Miraculeusement, la solution est arrivée dans les ballasts d’un autre porte-conteneur. Une autre espèce de cténophore a été involontairement introduite. La Beroe ovata* est le prédateur naturel des Mnemiopsis. Lorsqu’une population s’installa dès 1997, elle s’est rapidement propagée dans la Mer Noire en rétablissant un équilibre dans la chaîne alimentaire étant donné que la Beroe ovata ne se nourrit presque exclusivement que de Mnemiopsis. Les scientifiques chargés d’observer la situation n’en croyaient pas leurs yeux. Aujourd’hui, la Mnemiopsis leidyi a colonisé la plupart des eaux côtières d’Europe, avec des conséquences plus ou moins désastreuses.

Un bloom de méduse est aussi impressionnant qu'éphémère. Ici, la belle robe mauve des Aequorea forskalea contraste avec le bleu de la mer © M.Dagnino et F.Pacorel – Musée océanographique de MonacoLorsqu’un bloom de méduses submerge soudainement un écosystème, des résultats catastrophiques sont souvent indéniables. Mais les experts ne sont pas aussi catégoriques en ce qui concerne les conséquences de la mort de ces populations. Cathy Lucas, la biologiste anglaise de l’université de Southampton explique que « selon une étude récente, les méduses peuvent représenter un important transfert de carbone vers les profondeurs. Lorsqu’une population meurt après s’être reproduite, les corps coulent au fond de la mer où ils deviendront de la nourriture pour les charognards et les populations de bactéries des profondeurs. » Avec le changement climatique constaté par la majorité des experts mondiaux, chaque puit de carbone est une bonne nouvelle.

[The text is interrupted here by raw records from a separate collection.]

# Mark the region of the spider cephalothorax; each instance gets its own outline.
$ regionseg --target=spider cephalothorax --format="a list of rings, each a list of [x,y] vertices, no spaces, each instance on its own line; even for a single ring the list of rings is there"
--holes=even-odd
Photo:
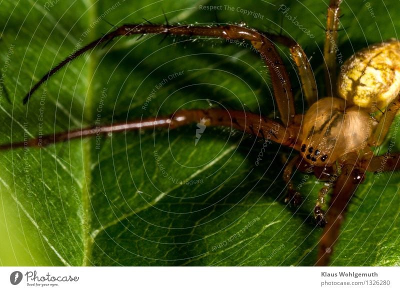
[[[341,0],[331,0],[328,8],[324,57],[328,92],[318,100],[316,86],[308,59],[294,40],[282,35],[262,33],[242,25],[125,24],[72,54],[46,73],[24,98],[60,68],[85,52],[118,36],[159,34],[245,40],[253,46],[268,66],[280,122],[253,113],[209,108],[180,110],[172,115],[135,120],[118,124],[79,128],[34,138],[24,142],[0,146],[8,149],[24,146],[46,144],[83,136],[139,129],[173,128],[191,122],[207,126],[234,128],[260,138],[292,147],[298,155],[288,162],[284,179],[288,190],[288,200],[298,203],[300,196],[292,184],[292,168],[308,169],[317,178],[327,180],[320,191],[314,208],[320,224],[328,224],[321,238],[316,264],[328,264],[338,236],[344,212],[366,171],[393,170],[400,166],[400,155],[374,156],[372,146],[382,143],[400,108],[400,45],[390,40],[372,46],[356,54],[340,68],[336,82],[335,47]],[[288,48],[297,65],[304,96],[310,105],[304,115],[296,114],[292,86],[276,42]],[[336,93],[337,90],[338,94]],[[377,111],[382,114],[375,115]],[[267,137],[267,138],[266,138]],[[384,160],[384,163],[382,161]],[[332,188],[332,202],[326,215],[322,210],[325,196]]]
[[[358,106],[344,100],[324,98],[304,116],[300,152],[310,164],[330,166],[340,156],[365,147],[372,120]],[[374,124],[376,122],[374,122]]]

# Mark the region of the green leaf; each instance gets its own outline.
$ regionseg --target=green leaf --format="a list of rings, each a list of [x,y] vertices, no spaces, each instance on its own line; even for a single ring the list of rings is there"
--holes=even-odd
[[[278,115],[266,68],[248,48],[217,39],[162,40],[162,36],[122,38],[98,48],[52,77],[28,106],[22,104],[50,68],[114,29],[108,22],[163,23],[163,11],[170,23],[242,21],[279,33],[282,22],[283,33],[312,57],[322,96],[326,2],[292,2],[286,4],[286,14],[274,0],[234,0],[229,7],[194,0],[2,2],[0,142],[96,122],[208,108],[210,103]],[[392,2],[343,4],[344,60],[396,36],[400,7]],[[302,113],[307,106],[298,76],[288,50],[279,49]],[[322,230],[312,210],[323,183],[296,172],[294,181],[301,186],[304,202],[290,208],[284,202],[282,176],[296,152],[268,144],[258,166],[262,142],[207,128],[195,145],[197,128],[193,124],[2,152],[0,264],[312,265]],[[392,150],[400,149],[396,130],[383,152],[392,140]],[[350,206],[332,264],[399,264],[398,177],[368,174]]]

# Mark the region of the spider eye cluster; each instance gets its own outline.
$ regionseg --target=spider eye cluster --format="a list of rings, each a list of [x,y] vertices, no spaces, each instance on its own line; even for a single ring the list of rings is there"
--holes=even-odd
[[[303,144],[302,146],[302,152],[305,152],[306,148],[307,146],[305,144]],[[320,156],[321,154],[321,152],[318,149],[314,151],[314,148],[312,148],[312,146],[310,146],[308,148],[307,152],[310,154],[308,154],[306,155],[306,158],[310,160],[312,162],[316,162],[316,159],[318,158],[320,158],[322,162],[325,162],[328,158],[328,155],[326,154],[324,154],[320,157]],[[313,152],[314,154],[312,154]]]

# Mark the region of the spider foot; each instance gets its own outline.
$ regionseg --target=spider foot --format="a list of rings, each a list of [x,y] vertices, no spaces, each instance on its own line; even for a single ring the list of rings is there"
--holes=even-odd
[[[285,198],[285,203],[288,203],[290,204],[294,205],[296,207],[298,207],[302,204],[302,196],[300,193],[293,190],[288,190],[288,195]]]
[[[318,226],[323,228],[328,223],[325,218],[325,212],[319,206],[317,206],[314,208],[314,218],[316,220],[316,225]]]

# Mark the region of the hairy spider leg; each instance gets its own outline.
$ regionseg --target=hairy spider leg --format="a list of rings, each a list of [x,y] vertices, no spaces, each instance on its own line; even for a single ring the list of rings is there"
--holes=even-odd
[[[292,124],[296,113],[290,82],[282,59],[276,52],[274,45],[257,30],[233,24],[210,26],[144,24],[122,25],[71,54],[46,72],[25,96],[24,104],[28,102],[33,92],[50,76],[84,52],[118,36],[147,34],[214,36],[226,40],[250,40],[268,67],[280,120],[285,126]]]
[[[354,154],[356,158],[356,155]],[[338,178],[326,212],[328,223],[318,244],[318,256],[315,266],[328,266],[330,260],[334,245],[339,237],[339,232],[343,223],[350,200],[358,184],[362,182],[364,170],[356,167],[356,162],[345,158],[341,167],[342,174]]]
[[[307,104],[310,106],[318,100],[318,91],[314,73],[304,50],[296,40],[285,36],[268,32],[264,32],[264,34],[271,40],[289,48],[292,59],[297,66],[304,96]]]
[[[325,84],[326,96],[336,97],[336,54],[338,52],[338,30],[339,28],[340,4],[342,0],[330,0],[326,18],[324,58],[325,60]]]
[[[292,203],[294,206],[298,206],[302,203],[302,196],[300,193],[296,191],[292,182],[292,176],[293,168],[296,166],[299,158],[301,157],[298,155],[292,159],[288,164],[284,170],[284,180],[286,183],[288,190],[288,196],[285,198],[286,203]]]
[[[0,145],[0,150],[25,146],[40,148],[58,142],[107,134],[156,128],[170,129],[205,120],[208,126],[236,128],[258,138],[268,136],[272,142],[296,148],[298,126],[285,127],[282,124],[259,115],[243,111],[222,109],[180,110],[168,116],[149,118],[111,125],[90,126],[66,132],[43,136],[21,142]],[[268,134],[268,132],[273,132]]]
[[[400,109],[400,93],[386,107],[379,120],[379,124],[371,136],[368,143],[372,146],[378,146],[384,142],[388,131],[393,123],[396,114]]]

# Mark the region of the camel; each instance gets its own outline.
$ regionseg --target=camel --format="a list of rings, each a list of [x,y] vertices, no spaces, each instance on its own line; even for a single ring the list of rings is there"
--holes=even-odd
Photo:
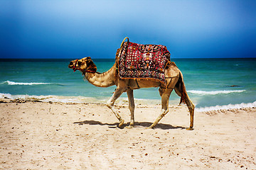
[[[117,50],[117,56],[120,49]],[[131,113],[131,121],[129,126],[132,128],[134,126],[134,101],[133,91],[141,88],[159,87],[159,91],[161,98],[161,111],[156,120],[148,128],[153,128],[169,112],[169,100],[171,93],[174,89],[178,96],[181,96],[181,103],[185,103],[190,112],[190,126],[187,130],[193,130],[193,116],[195,106],[189,98],[184,84],[181,72],[178,69],[174,62],[169,62],[165,68],[164,76],[166,81],[166,86],[163,86],[161,82],[152,79],[121,79],[117,75],[118,62],[104,73],[97,72],[97,67],[92,62],[90,57],[84,57],[80,60],[75,60],[70,62],[68,67],[74,72],[80,70],[85,78],[92,85],[97,87],[109,87],[117,86],[112,97],[107,102],[107,106],[110,108],[119,121],[119,128],[121,128],[124,120],[113,108],[115,101],[124,92],[127,92],[129,100],[129,108]]]

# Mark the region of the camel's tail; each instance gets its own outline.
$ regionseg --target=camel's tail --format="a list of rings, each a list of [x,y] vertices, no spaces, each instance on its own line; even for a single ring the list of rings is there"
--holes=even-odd
[[[178,91],[178,94],[179,94],[181,96],[181,101],[180,101],[180,104],[181,103],[186,103],[186,97],[188,95],[186,91],[186,87],[185,87],[185,84],[184,84],[184,80],[183,80],[183,77],[182,75],[182,73],[180,72],[179,72],[179,77],[178,77],[178,80],[177,84],[175,86],[175,89],[176,89]],[[175,89],[175,90],[176,90]]]

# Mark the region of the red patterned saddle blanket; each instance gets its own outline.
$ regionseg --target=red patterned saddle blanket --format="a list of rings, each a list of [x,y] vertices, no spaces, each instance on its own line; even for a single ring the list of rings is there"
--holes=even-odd
[[[126,42],[119,60],[120,79],[151,79],[165,85],[164,69],[170,52],[161,45]]]

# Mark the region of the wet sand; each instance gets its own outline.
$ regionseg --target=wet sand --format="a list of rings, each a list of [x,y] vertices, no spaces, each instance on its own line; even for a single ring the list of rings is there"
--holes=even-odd
[[[170,106],[145,129],[160,105],[115,106],[124,128],[104,104],[4,100],[0,103],[1,169],[256,169],[256,108],[196,112]]]

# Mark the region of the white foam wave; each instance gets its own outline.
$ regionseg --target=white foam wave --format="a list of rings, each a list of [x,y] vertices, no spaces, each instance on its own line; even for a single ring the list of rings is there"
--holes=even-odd
[[[245,91],[245,90],[233,90],[233,91],[196,91],[196,90],[191,90],[188,91],[188,92],[195,94],[201,94],[201,95],[216,95],[216,94],[227,94],[231,93],[242,93]]]
[[[212,111],[212,110],[219,110],[223,109],[235,109],[235,108],[255,108],[256,107],[256,101],[253,103],[242,103],[240,104],[229,104],[229,105],[223,105],[223,106],[215,106],[210,107],[205,107],[205,108],[196,108],[196,111],[198,112],[206,112],[206,111]]]
[[[9,80],[3,82],[2,84],[7,84],[8,85],[26,85],[26,86],[42,85],[42,84],[50,84],[50,83],[36,83],[36,82],[23,83],[23,82],[14,82],[14,81],[9,81]]]

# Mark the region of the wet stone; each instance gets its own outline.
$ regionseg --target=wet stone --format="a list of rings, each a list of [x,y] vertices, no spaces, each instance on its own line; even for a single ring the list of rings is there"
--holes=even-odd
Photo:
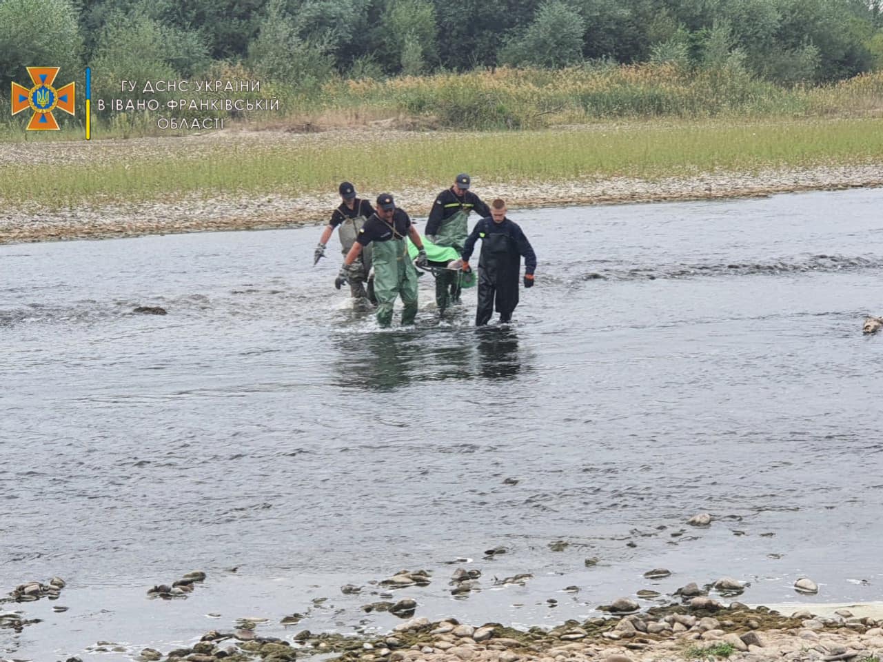
[[[687,520],[687,523],[694,527],[707,527],[712,523],[712,516],[708,513],[699,513]]]
[[[818,593],[819,585],[811,579],[801,577],[794,582],[794,590],[798,593]]]
[[[632,600],[630,597],[619,597],[614,600],[613,604],[610,605],[611,612],[637,612],[640,608],[640,605]]]

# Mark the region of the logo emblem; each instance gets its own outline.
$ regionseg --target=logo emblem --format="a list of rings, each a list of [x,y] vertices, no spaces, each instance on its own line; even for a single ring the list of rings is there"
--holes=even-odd
[[[56,109],[73,115],[74,84],[68,83],[59,89],[52,87],[59,69],[57,66],[29,66],[27,72],[34,87],[28,89],[12,83],[12,114],[18,115],[28,108],[34,111],[27,123],[28,131],[57,131],[58,122],[52,114]]]

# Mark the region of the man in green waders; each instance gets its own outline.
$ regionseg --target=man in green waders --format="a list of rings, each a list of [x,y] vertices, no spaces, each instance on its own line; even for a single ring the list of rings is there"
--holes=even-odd
[[[469,190],[469,175],[461,172],[454,179],[454,186],[438,194],[426,220],[426,239],[436,246],[453,247],[457,253],[463,250],[469,228],[466,219],[469,212],[479,212],[479,218],[491,215],[487,205]],[[435,278],[435,305],[443,310],[452,303],[460,301],[460,274],[448,271]]]
[[[343,258],[343,266],[335,280],[335,287],[349,280],[352,264],[366,247],[373,248],[374,265],[374,294],[377,297],[377,323],[381,327],[392,323],[392,308],[396,295],[402,297],[402,324],[414,323],[417,315],[417,270],[408,257],[407,237],[419,251],[417,263],[426,265],[426,252],[423,240],[411,224],[404,209],[396,208],[389,194],[377,198],[377,210],[362,225],[356,242]]]
[[[325,256],[325,247],[328,240],[331,239],[331,232],[337,228],[337,236],[340,239],[341,252],[343,256],[350,252],[350,248],[356,241],[358,231],[362,229],[365,222],[374,213],[374,208],[366,200],[356,197],[356,187],[350,182],[342,182],[337,189],[343,202],[340,207],[331,214],[331,220],[322,230],[322,236],[319,240],[319,246],[313,254],[313,266],[319,260]],[[350,270],[350,277],[347,281],[350,283],[350,293],[352,298],[367,298],[372,303],[376,304],[374,297],[374,283],[371,277],[371,247],[362,251],[359,259],[353,263]],[[366,289],[366,284],[367,289]]]

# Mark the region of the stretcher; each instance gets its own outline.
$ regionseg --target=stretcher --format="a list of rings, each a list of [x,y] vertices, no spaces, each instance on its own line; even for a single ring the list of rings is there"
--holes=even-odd
[[[452,248],[449,246],[436,246],[426,237],[422,239],[423,249],[426,252],[426,265],[421,267],[419,264],[415,264],[415,267],[431,273],[433,278],[435,278],[442,274],[456,271],[460,274],[461,287],[468,289],[469,287],[475,286],[475,271],[470,270],[469,273],[463,272],[463,260],[460,259],[460,254],[457,252],[456,248]],[[418,253],[419,251],[417,250],[417,247],[411,242],[411,238],[408,238],[408,255],[411,260],[416,260]]]

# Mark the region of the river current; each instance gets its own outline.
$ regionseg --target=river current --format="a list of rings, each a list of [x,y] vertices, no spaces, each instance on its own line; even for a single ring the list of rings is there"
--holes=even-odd
[[[313,265],[320,227],[0,247],[0,594],[67,582],[0,605],[42,619],[0,659],[131,659],[240,617],[382,631],[361,606],[402,597],[550,625],[725,575],[749,603],[880,599],[881,202],[515,210],[536,286],[483,330],[474,289],[440,321],[425,275],[417,327],[379,331],[333,287],[336,238]],[[371,583],[403,568],[432,582]]]

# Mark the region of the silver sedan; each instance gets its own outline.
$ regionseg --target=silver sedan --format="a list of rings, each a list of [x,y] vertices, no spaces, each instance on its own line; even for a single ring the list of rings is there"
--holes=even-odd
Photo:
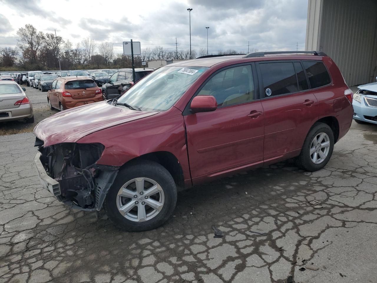
[[[0,122],[34,123],[33,106],[25,90],[15,82],[0,81]]]

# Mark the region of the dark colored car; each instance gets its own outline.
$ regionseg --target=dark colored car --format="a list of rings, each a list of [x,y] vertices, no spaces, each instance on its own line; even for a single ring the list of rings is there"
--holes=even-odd
[[[44,119],[34,130],[42,184],[140,231],[172,214],[177,186],[291,158],[323,168],[351,126],[352,92],[323,53],[283,53],[173,63],[116,99]]]
[[[144,77],[153,70],[144,69],[135,69],[136,81]],[[121,69],[115,72],[109,79],[109,82],[102,85],[102,94],[104,100],[114,98],[133,84],[132,69]]]
[[[56,75],[42,75],[38,81],[37,87],[42,92],[48,91],[52,84],[52,82],[57,77]]]
[[[14,79],[12,77],[12,76],[9,75],[0,75],[0,80],[14,81]]]
[[[90,77],[98,86],[102,86],[109,81],[109,74],[105,72],[93,72],[90,74]]]

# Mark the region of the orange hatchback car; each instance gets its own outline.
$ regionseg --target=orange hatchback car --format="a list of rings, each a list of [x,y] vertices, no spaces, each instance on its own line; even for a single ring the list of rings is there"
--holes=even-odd
[[[87,77],[59,77],[52,82],[47,93],[51,109],[66,109],[103,100],[102,92]]]

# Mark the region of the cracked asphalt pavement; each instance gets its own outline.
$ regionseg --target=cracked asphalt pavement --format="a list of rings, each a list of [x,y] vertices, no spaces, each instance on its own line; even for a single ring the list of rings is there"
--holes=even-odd
[[[316,172],[288,161],[181,190],[139,233],[43,189],[32,133],[0,137],[0,283],[375,282],[376,129],[354,122]]]

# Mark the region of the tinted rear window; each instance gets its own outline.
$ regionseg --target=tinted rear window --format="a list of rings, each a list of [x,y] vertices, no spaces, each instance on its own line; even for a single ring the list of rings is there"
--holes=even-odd
[[[70,81],[66,83],[66,89],[74,89],[78,88],[90,88],[97,86],[94,81],[92,80],[79,80]]]
[[[298,91],[293,62],[262,63],[259,63],[259,66],[266,96]]]
[[[302,63],[312,88],[323,86],[331,82],[330,75],[323,62],[303,61]]]
[[[0,84],[0,94],[21,93],[21,90],[17,85],[13,83]]]

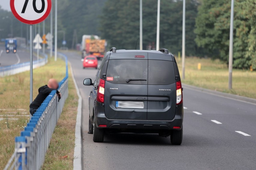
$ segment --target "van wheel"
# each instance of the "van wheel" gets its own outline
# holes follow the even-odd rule
[[[99,129],[95,124],[95,120],[93,120],[93,138],[94,142],[102,142],[104,140],[104,130]]]
[[[179,130],[172,130],[171,133],[171,143],[172,145],[180,145],[182,142],[183,128]]]
[[[93,125],[91,122],[91,121],[90,120],[90,119],[89,118],[89,131],[88,132],[88,133],[89,134],[92,134],[93,133]]]

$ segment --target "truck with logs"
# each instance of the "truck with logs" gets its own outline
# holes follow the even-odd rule
[[[82,58],[92,55],[97,58],[104,56],[107,43],[105,40],[101,40],[98,36],[84,35],[82,38],[81,44]]]

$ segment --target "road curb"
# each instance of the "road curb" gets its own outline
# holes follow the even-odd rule
[[[76,117],[76,123],[75,132],[75,147],[74,149],[74,157],[73,161],[73,169],[74,170],[82,170],[83,169],[83,149],[82,147],[82,97],[80,94],[77,84],[74,76],[72,65],[69,61],[70,67],[70,70],[72,75],[72,78],[75,85],[77,95],[78,96],[78,106],[77,107],[77,115]]]
[[[235,100],[238,100],[245,102],[253,104],[256,105],[256,99],[254,98],[239,96],[236,95],[222,92],[216,90],[207,89],[186,84],[182,84],[182,86],[184,88],[184,90],[186,90],[186,89],[190,89],[193,90],[196,90],[208,93],[210,93],[223,97]]]

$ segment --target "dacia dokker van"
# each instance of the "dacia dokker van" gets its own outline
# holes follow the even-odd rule
[[[182,88],[177,63],[168,50],[116,50],[105,54],[89,98],[89,131],[102,142],[111,133],[159,134],[182,142]]]

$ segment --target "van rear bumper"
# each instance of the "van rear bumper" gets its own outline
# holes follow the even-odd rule
[[[96,102],[96,103],[98,103]],[[97,105],[99,104],[96,104]],[[99,128],[112,129],[139,129],[142,130],[171,130],[174,127],[182,126],[183,117],[183,104],[176,108],[174,118],[172,120],[146,120],[109,119],[106,117],[104,112],[104,107],[97,106],[94,110],[95,124]],[[99,127],[99,125],[105,125],[104,128]]]

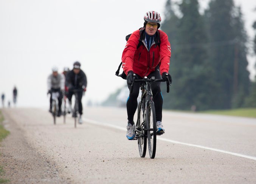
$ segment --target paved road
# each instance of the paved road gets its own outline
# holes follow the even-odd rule
[[[164,111],[156,157],[126,137],[126,109],[85,108],[74,127],[46,110],[3,110],[12,183],[256,183],[256,119]]]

Sauf que certains spécialistes s’inquiètent du phénomène. Lorsque le bloom est important, une très grande quantité de matière organique coule. L’activité bactérienne pour décomposer cette masse est si élevée qu’elle pourrait consommer une trop grande quantité d’oxygène. Lorsqu’une portion de la mer est trop pauvre en oxygène, elle est considérée comme « zone morte », c’est-à-dire une zone où très peu d’espèces vivantes peuvent survivre.

Plus nous étudions ces créatures primitives, plus nous réalisons qu’elles sont complexes. Les scientifiques sont unanimes : nous devons améliorer nos connaissances sur le sujet, afin de palier aux risques posés par les blooms sur les écosystèmes et les infrastructures côtières, et pour tirer les nombreux bénéfices biologiques qu’elles peuvent nous offrir.

Comme le dit Shin Kubota avec poésie : « Tous les secrets de la vie sont cachés dans la méduse. » S’ils sont cachés, ils peuvent donc être découverts.

* La Physalia physalis est une espèce de siphonophore marin, alors que les Mnemiopsis leidyi et Beroe ovata sont des cténophores pélagiques. Ces trois espèces font partie du macroplancton, mais ne sont pas de la famille des méduses. Toutefois, elles sont souvent considérées comme « jellyfish » en linguistique anglaise.